A Box-and-Whisker plots indicating radioimmunomic signatures generated for classification of Immune Cluster 2 (n = 47, blue) versus Clusters 1 and 3 (n = 103, red), based on conventional MRI features, as well as conventional MRI + ADC features (Cluster 2, n = 22, blue; Clusters 1 and 3, n = 69, red). The center line represents the median, the box bounds represent the interquartile range (IQR, from the 25th to 75th percentile). The whiskers extend to the smallest and largest values within 1.5 times the IQR from the lower and upper quartiles, with outliers represented as individual points outside this range. B Histograms of image intensities within various tumorous subregions for the tumors in immunological clusters 1 (n = 71, green), 2 (n = 47, blue), 3 (n = 32, red). [Abbreviations: T1-Gd post-contrast T1-weighted imaging, ADC apparent diffusion coefficient, CC cystic component, ED edema]. Source data for this figure are provided as a Source Data file.
Fig. 5
Fig. 5. Clinicoradiomic risk stratification and its association with treatment response and transcriptomic pathways.
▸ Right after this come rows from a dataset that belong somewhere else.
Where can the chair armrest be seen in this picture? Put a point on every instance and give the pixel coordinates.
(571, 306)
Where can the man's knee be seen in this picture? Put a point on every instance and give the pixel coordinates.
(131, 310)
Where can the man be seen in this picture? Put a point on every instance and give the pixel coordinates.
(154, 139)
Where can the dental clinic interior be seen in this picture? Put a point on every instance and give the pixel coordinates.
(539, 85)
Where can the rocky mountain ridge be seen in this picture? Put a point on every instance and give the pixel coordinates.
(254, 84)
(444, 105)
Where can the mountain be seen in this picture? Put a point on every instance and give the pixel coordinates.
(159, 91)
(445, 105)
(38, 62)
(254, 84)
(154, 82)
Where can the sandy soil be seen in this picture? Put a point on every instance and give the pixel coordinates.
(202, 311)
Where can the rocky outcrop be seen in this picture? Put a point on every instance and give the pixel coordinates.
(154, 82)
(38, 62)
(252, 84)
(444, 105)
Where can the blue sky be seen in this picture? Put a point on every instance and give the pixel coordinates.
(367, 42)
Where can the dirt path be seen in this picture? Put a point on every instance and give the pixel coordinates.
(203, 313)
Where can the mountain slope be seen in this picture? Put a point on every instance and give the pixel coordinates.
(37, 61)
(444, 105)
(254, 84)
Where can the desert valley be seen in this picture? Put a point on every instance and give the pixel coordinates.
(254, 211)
A Kaplan-Meier Curves for the PFS Probability of Clinicoradiomic Risk Scores in the Discovery (n = 160, log-rank test, p = 2.69e-11) and Replication (n = 41, log-rank test, p = 0.0049) cohorts. B Box-and-Whisker plots indicating the distribution of risk scores in the patients that received one or no “systemic” treatments (low-risk, n = 31) (see section 2.3.1 in the manuscript for the definition of the two treatment risk categories), compared to those who received more than one treatment (high-risk, n = 30) over the course of 5 years (Student’s t-test, p = 0.001). The center line represents the median, the box bounds represent the interquartile range (IQR, from the 25th to 75th percentile). The whiskers extend to the smallest and largest values within 1.5 times the IQR from the lower and upper quartiles, with outliers represented as individual points outside this range. C Association plot of standardized residuals for the relationship between the clinicoradiomic and the treatment risk categories (the numbers within each circle in the association plot represent the standardized residuals from the chi-square test of independence). Plots B-C only present the data for the subjects that had progression over a course of 5 years (n = 61). D Sankey plot illustrating the association between the Clinicoradiomic risk groups and the immunological clusters. E Bar plot of GLM coefficients derived from an elastic net regression model illustrating pathways associated with the predicted clinicoradiomic risk. [Abbreviations: PFS progression-free survival, IQR interquartile range, GLM generalized linear model]. Source data for this figure are provided as a Source Data file.